I sorted the top 5 town in terms of fluoride levels above guidelines by location.
Display the first few rows of your interesting subset in the code chunk below.
head(topfive)
## # A tibble: 5 × 2
## location percent_wells_above_guideline
## <chr> <dbl>
## 1 Otis 30
## 2 Dedham 22.5
## 3 Denmark 19.6
## 4 Surry 18.3
## 5 Prospect 17.5
In the code chunk below, create a ggplot visualization of your subset that is fairly simple for a viewer to comprehend.
library(ggplot2)
ggplot(data=topfive, aes(x=percent_wells_above_guideline, y=location)) + geom_bar(stat="identity", color="black", fill="black")

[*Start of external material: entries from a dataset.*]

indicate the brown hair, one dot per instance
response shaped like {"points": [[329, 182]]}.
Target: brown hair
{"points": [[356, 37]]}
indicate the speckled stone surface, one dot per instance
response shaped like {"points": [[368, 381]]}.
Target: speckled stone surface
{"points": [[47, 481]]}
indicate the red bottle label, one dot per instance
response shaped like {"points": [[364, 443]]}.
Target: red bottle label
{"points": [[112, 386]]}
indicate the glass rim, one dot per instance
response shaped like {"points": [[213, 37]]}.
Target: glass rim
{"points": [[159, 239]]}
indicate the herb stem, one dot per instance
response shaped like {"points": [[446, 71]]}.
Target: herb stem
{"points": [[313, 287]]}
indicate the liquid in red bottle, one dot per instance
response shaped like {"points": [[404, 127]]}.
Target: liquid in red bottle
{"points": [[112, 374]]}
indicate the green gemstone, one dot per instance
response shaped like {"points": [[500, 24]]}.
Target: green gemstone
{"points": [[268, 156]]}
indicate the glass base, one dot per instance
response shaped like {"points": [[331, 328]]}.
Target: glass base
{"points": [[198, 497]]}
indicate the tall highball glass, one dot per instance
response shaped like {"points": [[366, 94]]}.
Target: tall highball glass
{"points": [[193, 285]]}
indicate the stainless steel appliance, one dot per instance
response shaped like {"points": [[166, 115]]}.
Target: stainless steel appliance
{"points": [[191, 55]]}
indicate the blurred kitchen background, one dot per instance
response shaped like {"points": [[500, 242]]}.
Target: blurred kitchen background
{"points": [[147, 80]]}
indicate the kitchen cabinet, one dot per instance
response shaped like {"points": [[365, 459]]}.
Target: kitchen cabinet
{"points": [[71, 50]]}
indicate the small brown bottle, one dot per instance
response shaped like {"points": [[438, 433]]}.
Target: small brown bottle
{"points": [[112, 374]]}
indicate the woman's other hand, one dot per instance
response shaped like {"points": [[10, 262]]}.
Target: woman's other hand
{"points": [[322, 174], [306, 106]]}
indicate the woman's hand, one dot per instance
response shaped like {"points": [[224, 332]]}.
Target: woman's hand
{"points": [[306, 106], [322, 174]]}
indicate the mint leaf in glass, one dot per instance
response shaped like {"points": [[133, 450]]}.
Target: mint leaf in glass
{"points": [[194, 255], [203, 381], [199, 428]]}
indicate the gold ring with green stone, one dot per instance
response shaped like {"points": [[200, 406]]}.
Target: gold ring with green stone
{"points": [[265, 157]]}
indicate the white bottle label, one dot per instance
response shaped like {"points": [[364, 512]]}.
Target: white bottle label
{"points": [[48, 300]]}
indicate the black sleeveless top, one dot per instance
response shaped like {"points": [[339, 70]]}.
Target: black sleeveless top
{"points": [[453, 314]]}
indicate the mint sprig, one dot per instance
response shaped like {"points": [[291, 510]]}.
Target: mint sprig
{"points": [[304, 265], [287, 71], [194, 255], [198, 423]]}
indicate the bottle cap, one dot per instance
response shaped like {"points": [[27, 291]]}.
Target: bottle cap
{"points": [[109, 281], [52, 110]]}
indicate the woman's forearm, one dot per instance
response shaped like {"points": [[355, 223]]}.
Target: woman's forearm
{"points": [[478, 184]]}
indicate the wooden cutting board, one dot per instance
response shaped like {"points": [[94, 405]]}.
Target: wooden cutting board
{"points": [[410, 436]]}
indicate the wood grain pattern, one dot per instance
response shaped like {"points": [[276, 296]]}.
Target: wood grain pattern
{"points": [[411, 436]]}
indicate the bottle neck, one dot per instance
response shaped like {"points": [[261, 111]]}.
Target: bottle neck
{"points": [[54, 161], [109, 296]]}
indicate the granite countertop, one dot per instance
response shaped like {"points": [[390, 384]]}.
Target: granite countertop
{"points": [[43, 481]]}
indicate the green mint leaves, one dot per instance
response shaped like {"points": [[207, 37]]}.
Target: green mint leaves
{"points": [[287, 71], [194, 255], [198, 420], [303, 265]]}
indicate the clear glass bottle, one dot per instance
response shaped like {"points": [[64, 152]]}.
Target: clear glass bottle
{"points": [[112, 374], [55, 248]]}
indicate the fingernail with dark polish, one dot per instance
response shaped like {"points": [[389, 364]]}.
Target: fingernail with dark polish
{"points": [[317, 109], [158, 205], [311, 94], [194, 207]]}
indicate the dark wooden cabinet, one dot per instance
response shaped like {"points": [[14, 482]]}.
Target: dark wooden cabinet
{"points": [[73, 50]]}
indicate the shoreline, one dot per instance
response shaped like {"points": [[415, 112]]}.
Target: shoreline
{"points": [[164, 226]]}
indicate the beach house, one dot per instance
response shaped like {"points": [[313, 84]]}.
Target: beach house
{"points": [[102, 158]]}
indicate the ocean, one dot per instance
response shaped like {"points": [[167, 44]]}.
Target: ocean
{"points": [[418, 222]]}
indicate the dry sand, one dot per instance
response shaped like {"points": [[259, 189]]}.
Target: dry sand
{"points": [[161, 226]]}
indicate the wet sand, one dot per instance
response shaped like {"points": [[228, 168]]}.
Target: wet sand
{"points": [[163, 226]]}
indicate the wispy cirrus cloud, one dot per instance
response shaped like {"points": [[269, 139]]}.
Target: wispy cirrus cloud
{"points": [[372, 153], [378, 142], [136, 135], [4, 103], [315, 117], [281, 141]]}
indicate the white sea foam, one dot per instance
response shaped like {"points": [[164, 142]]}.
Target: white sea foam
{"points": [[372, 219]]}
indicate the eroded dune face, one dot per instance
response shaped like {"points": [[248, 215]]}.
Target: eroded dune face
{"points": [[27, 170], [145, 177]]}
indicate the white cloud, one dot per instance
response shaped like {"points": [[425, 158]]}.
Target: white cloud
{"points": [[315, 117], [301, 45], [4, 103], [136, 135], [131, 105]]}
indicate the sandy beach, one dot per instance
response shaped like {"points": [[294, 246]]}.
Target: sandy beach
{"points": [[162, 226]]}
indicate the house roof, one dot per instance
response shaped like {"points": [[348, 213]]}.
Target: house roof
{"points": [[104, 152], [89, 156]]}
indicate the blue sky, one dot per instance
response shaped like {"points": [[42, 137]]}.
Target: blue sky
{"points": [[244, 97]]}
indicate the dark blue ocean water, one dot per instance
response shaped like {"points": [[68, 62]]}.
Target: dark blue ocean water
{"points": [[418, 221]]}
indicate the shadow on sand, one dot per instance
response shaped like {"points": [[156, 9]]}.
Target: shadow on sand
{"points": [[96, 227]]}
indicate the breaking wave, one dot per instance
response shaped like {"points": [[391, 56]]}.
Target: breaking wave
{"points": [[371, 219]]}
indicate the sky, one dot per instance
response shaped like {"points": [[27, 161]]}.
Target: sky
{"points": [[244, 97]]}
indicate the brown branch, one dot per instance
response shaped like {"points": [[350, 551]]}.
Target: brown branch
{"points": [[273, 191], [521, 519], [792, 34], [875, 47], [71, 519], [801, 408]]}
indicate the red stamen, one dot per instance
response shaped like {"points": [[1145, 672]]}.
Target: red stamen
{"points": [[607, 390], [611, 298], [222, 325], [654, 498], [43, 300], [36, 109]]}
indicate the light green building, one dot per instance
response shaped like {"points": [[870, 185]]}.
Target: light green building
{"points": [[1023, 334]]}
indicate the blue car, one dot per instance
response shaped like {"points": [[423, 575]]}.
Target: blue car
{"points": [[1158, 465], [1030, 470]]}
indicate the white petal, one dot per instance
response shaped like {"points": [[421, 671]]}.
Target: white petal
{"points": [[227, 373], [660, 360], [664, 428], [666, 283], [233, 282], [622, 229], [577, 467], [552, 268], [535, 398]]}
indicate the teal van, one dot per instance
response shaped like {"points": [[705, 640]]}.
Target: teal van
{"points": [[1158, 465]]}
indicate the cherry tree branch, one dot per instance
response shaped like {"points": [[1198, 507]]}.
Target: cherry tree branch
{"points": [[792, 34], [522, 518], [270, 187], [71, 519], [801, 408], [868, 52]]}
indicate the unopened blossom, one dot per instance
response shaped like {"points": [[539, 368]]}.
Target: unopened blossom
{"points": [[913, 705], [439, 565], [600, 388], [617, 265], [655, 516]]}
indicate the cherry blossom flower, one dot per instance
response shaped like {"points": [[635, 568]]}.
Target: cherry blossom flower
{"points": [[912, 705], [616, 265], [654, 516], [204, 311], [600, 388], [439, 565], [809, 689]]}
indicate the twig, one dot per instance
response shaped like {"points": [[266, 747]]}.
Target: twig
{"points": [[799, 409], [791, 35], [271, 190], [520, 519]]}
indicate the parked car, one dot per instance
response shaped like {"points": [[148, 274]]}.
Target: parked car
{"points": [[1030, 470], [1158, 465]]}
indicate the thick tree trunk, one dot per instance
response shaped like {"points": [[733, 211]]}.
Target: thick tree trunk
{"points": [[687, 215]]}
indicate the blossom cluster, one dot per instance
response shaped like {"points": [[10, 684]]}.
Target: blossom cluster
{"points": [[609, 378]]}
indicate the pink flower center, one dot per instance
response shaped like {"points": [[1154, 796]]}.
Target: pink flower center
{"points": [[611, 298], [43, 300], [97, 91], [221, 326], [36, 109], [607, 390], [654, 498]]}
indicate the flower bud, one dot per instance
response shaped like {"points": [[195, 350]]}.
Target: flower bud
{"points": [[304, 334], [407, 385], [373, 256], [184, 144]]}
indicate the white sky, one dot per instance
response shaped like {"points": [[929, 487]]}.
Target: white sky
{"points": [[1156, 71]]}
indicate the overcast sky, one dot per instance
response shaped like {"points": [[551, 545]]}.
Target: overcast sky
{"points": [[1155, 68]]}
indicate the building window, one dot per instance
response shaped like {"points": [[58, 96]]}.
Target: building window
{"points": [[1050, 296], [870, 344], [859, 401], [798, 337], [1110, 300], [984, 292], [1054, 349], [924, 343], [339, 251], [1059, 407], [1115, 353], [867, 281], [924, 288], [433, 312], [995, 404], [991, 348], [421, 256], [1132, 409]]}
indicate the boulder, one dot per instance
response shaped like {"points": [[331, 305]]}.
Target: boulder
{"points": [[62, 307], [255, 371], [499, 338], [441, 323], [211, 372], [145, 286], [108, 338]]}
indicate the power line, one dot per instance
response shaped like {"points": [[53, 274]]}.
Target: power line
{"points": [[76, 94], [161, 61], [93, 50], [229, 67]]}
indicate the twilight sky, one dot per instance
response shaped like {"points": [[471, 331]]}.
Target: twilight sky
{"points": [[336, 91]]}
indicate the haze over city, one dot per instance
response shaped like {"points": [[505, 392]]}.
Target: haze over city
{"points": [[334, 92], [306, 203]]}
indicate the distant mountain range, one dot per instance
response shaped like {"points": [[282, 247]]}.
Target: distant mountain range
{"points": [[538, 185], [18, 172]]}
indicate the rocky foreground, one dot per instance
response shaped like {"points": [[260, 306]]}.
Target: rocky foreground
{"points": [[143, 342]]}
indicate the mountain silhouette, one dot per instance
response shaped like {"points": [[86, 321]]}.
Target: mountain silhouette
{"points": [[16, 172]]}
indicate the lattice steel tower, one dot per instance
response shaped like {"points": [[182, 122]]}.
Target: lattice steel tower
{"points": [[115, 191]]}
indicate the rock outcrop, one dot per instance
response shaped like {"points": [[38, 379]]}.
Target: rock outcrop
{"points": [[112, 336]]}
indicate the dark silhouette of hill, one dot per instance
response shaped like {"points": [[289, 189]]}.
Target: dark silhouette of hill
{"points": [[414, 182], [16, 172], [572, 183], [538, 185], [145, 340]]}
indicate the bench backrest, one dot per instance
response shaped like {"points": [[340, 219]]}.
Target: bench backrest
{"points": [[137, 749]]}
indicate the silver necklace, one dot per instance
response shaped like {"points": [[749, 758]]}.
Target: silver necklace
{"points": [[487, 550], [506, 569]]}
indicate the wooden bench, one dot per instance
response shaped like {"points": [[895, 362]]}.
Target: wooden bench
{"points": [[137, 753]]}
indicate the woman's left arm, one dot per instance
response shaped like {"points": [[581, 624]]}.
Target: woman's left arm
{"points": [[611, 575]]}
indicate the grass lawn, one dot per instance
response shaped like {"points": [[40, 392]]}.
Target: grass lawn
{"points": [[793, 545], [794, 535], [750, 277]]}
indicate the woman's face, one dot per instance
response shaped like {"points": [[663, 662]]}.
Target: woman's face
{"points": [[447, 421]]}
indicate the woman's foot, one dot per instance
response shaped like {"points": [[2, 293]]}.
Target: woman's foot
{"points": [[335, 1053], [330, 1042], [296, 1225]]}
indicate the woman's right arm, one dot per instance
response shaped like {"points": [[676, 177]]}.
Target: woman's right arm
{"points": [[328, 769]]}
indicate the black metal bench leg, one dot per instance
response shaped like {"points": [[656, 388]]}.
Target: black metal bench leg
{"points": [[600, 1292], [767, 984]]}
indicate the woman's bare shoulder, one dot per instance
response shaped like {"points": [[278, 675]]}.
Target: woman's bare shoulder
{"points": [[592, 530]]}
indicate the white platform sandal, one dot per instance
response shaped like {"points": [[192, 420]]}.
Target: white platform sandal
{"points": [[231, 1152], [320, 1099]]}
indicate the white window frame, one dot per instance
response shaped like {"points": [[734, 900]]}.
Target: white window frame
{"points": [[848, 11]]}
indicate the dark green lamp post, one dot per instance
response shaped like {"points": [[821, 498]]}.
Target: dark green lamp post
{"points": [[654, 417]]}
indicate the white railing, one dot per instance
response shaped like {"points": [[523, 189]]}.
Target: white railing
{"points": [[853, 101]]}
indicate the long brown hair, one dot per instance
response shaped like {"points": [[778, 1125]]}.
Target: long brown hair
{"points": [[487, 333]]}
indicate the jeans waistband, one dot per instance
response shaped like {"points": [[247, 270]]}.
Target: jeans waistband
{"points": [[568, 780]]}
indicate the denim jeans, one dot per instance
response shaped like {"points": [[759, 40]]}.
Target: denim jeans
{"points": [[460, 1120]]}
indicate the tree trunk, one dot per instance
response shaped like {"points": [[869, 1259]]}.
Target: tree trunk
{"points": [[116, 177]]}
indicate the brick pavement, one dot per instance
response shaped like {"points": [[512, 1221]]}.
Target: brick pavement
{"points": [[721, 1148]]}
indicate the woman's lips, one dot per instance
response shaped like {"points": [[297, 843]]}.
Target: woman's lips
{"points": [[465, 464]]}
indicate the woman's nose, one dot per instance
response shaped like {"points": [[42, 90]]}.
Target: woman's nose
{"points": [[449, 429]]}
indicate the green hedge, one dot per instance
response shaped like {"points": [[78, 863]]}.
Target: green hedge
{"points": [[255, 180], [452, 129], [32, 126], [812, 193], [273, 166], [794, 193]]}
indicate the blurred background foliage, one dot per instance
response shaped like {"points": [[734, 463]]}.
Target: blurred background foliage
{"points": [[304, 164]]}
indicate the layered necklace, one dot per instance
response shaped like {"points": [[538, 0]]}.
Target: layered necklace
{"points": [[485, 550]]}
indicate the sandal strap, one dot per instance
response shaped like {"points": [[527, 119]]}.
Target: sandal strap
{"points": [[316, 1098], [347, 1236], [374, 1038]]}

One thing I found interesting about my data set is that all of the
towns, except Denmark, are all in a very tight knit area. This caused me
to draw a conclusion that the high fluoride levels are related to the
whole area around these towns, and not necessarily an issue related to
each individual town. One issue I ran into was trying to sort my data in
a descending order. After lots of research I still was not able to
achieve it. However, I am proud that I was able to complete this project
as I have no prior coding experience, aside from this class, so that was
very rewarding.
Once you are done, knit, publish, and then submit your link to your published RPubs document in Brightspace.